Quote from: Sir Squid Diddimus on March 02, 2013, 08:11:06 PM
That sucks. Goin through some shit?

For me it has been every day of my life since I can remember.
How I've made it 36 years without successfully offing myself is beyond me.
:(

I'm not really sure what happened. Have had minor winter depressions for a few years, and this winter it was suddenly much worse than before, and now the days have been getting warmer and brighter for two months and I don't feel any better.

Mesozoic Mister Nigel

Squid, that was brilliant writing, and completely heartbreaking.

If you can force yourself back into therapy, cognitive behavioral therapy has been shown to be effective (FMRIs actually show physiological changes to the brain) and is a fairly short-range therapy, maybe 20 sessions.
"I'm guessing it was January 2007, a meeting in Bethesda, we got a bag of bees and just started smashing them on the desk," Charles Wick said. "It was very complicated."


Cardinal Pizza Deliverance.

#10
Quote from: Sir Squid Diddimus on March 02, 2013, 08:00:00 PM
Quote from: Cardinal Pizza Deliverance. on March 02, 2013, 07:21:39 PM
This is an awful thing to go through. Especially alone. Don't give up.

This is the biggest problem. I'm NOT alone. My husband and son suffer with me.

I'm sorry. You are very eloquent on the subject. Your words remind me of the times when I get stuck in my own head, obsessive thought-loops going over and over. Even if I'm with people I actually care about, I feel alone. Not lonely, per se.
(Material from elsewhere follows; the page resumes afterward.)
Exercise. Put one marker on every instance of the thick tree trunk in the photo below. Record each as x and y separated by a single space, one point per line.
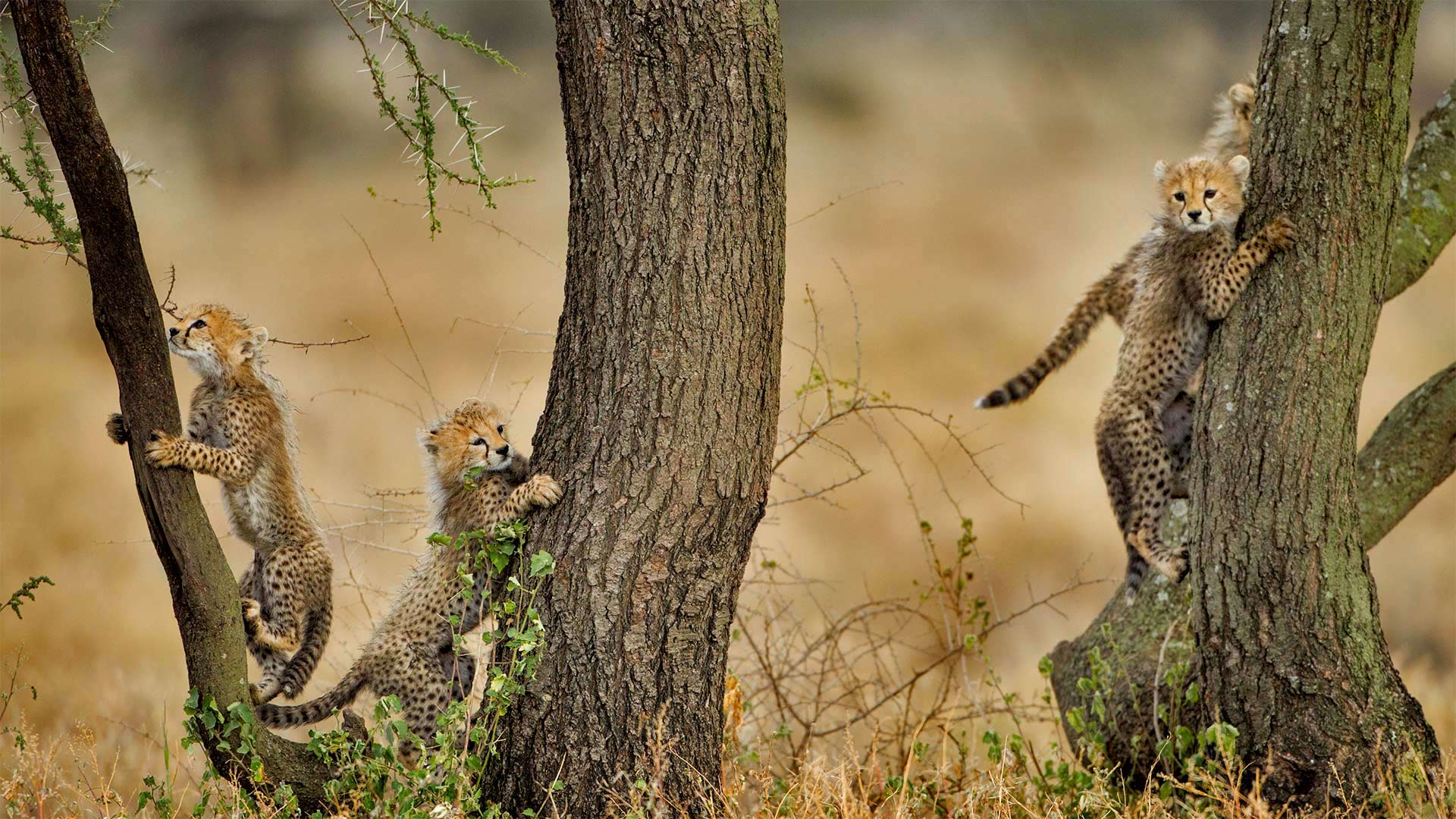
664 392
1285 610
204 594
1279 620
Just on my own, dealing with my monsters.

I think you putting this all into text was an excellent thing to do.
Weevil-Infested Badfun Wrongsex Referee From The 9th Earth
Slick and Deranged Wombat of Manhood Questioning
Hulking Dormouse of Lust and DESPAIRâ„¢
Gatling Geyser of Rainbow AIDS

"The only way we can ever change anything is to look in the mirror and find no enemy." - Akala  'Find No Enemy'.

Sir Squid Diddimus

Quote from: M. Nigel Salt on March 02, 2013, 09:53:15 PM
Squid, that was brilliant writing, and completely heartbreaking.

If you can force yourself back into therapy, cognitive behavioral therapy has been shown to be effective (FMRIs actually show physiological changes to the brain) and is a fairly short-range therapy, maybe 20 sessions.

You, of all people, inspire me a lot. Even if you don't know it and we've never met.

P3nT4gR4m

Nice one. Pretty much sums up the downswing. How about the good part? The mania. Do you enjoy yours or are you one of those poor bastards who gets wired-stressed and nothing much else? I've gotten in a habit of letting myself swing way up at weekends. Not all the way to full-blown psychosis but just enough get those feelings of superhuman riot animal, then I crash a bit on monday and hate my life til friday rolls around again.

I'm up to my arse in Brexit Numpties, but I want more.  Target-rich environments are the new sexy.
Not actually a meat product.
Ass-Kicking & Foot-Stomping Ancient Master of SHIT FUCK FUCK FUCK
Awful and Bent Behemothic Results of Last Night's Painful Squat.
High Altitude Haggis-Filled Sex Bucket From Beyond Time and Space.
Internet Monkey Person of Filthy and Immoral Pygmy-Porn Wart Contagion
Octomom Auxillary Heat Exchanger Repairman
walking the fine line line between genius and batshit fucking crazy

"computation is a pattern in the spacetime arrangement of particles, and it's not the particles but the pattern that really matters! Matter doesn't matter." -- Max Tegmark

Sir Squid Diddimus

I don't have a lot of upswings. I just have days/moments that I can tolerate.
Sometimes in those moments I actually don't hate myself.

Mesozoic Mister Nigel

Quote from: Sir Squid Diddimus on March 03, 2013, 08:07:49 AM
Quote from: M. Nigel Salt on March 02, 2013, 09:53:15 PM
Squid, that was brilliant writing, and completely heartbreaking.

If you can force yourself back into therapy, cognitive behavioral therapy has been shown to be effective (FMRIs actually show physiological changes to the brain) and is a fairly short-range therapy, maybe 20 sessions.

You, of all people, inspire me a lot. Even if you don't know it and we've never met.

Aw, thank you! I think you're the bee's knees, myself.
"I'm guessing it was January 2007, a meeting in Bethesda, we got a bag of bees and just started smashing them on the desk," Charles Wick said. "It was very complicated."